The glance was not necessary. Though a small number of people were braving the overlapping crosshatched street, Bowden was instantly visible. That gait. Strange, impossible. Not properly describ-able, but to anyone used to the physical vernaculars of Besźel and Ul Qoma, it was rootless and untethered, purposeful and without a country. I saw him from behind. He did not drift but strode with pathological neutrality away from the cities’ centres, ultimately to borders and the mountains and out to the rest of the continent.

In front of him a few curious locals were seeing him then with clear uncertainty half looking away, unsure where, in fact, to look. I pointed at them, each in turn, and made ago  motion, and they went. Perhaps some watched from their windows, but that was deniable. I approached Bowden under the looming of Besźel and the intricate coiled gutters of Ul Qoma.

A few metres from him, Corwi watched me. She put her phone away and drew her weapon, but still would not look directly at Bowden, just in case he was not in Besźel. Perhaps we were watched by Breach, somewhere. Bowden had not yet transgressed for their attention: they could not touch him.

I held out my hand as I walked, and I did not slow down, but Corwi gripped it and we met each other’s gaze a moment. Looking back I saw her and Dhatt, metres apart in different cities, staring at me. It was really dawn at last.

“BOWDEN.”

He turned. His face was set. Tense. He held something the shape of which I could not make out.

“Inspector Borlú. Fancy meeting you … here?” He tried to grin but it did not go well.

“Where’s here?” I said. He shrugged. “It’s really impressive, what you’re doing,” I said. He shrugged again, with a mannerism neither Besź nor Ul Qoman. It would take him a day or more of walking, but Besźel and Ul Qoma are small countries. He could do it, walk out. How expert a citizen, how consummate an urban dweller and observer, to mediate those million unnoticed mannerisms that marked out civic specificity, to refuse either aggregate of behaviours. He aimed with whatever it was he held.

“If you shoot me Breach’ll be on you.”

“If they’re watching,” he said. “I think probably you’re the only one here. There are centuries of borders to shore up, after tonight. And even if they are, it’s a moot question. What kind of crime would it be? Where are you?”

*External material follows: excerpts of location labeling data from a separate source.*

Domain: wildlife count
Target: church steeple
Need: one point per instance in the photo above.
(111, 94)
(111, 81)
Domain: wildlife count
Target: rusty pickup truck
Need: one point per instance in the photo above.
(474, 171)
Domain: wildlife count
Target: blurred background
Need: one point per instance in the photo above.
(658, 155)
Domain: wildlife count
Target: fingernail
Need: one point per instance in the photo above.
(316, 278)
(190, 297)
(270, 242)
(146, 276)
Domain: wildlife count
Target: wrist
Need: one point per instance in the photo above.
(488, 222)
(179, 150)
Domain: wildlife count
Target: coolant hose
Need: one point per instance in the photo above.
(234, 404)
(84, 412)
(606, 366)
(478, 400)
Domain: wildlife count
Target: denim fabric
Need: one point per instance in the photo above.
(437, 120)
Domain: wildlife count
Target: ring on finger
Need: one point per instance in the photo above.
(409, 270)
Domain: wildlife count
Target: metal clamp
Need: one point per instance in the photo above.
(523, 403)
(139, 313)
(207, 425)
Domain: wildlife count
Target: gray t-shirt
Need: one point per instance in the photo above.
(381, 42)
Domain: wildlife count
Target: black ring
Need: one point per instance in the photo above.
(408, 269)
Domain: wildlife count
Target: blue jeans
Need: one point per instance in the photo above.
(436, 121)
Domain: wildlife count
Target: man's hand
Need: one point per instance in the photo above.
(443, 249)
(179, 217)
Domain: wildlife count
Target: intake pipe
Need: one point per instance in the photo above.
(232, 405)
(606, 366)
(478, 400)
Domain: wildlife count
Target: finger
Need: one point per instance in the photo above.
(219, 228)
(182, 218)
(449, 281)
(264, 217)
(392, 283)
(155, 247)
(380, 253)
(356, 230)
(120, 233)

“You tried to cut her face off.” That ragged under-chin slit. “Did you … No, it was hers, it was her knife. You couldn’t though. So you slathered on her makeup instead.” He blinked, said nothing. “As if that would disguise her. What is that?” He showed the thing to me, a moment, before gripping and aiming it again. It was some verdigrised metal object, age-gnarled and ugly. It was clicking. It was patched with new metal bands.

“It broke. When I.” It did not sound as if he hesitated: his words simply stopped.

“… Jesus, that’s what you hit her with. When you realised she knew it was lies.” Grabbed and flailed, a moment’s rage. He could admit to anything now. So long as he remained in his superposition, whose law would take him? I saw that the thing’s handle, that he held, that pointed towards him, ended in an ugly sharp spike. “You grab it, smack her, she goes down.” I made stab motions. “Heat of the moment,” I said. “Right? Right?

“So did you not know how to fire it, then? Are they true, then?” I said. “All those ‘strange physics’ rumours? Is that  one of the things Sear and Core were after? Sending one of their ranking visitors sightseeing, scuffing their heels in the park for? Just another tourist?”

“I wouldn’t call it a gun,” he said. “But… well, want to see what it can do?” He wagged it.

“Not tempted to sell it on yourself?” He looked offended. “How do you know what it does?”

“I’m an archaeologist and an historian,” he said. “And I’m incredibly good at it. And now I’m going.”

“Walking out of the city?” He inclined his head. “Which city?” He wagged his weapon no .

“I didn’t mean to, you know,” he said. “She was…” That time his words dried up. He swallowed.

“She must have been angry. To realise how you’d been lying to her.”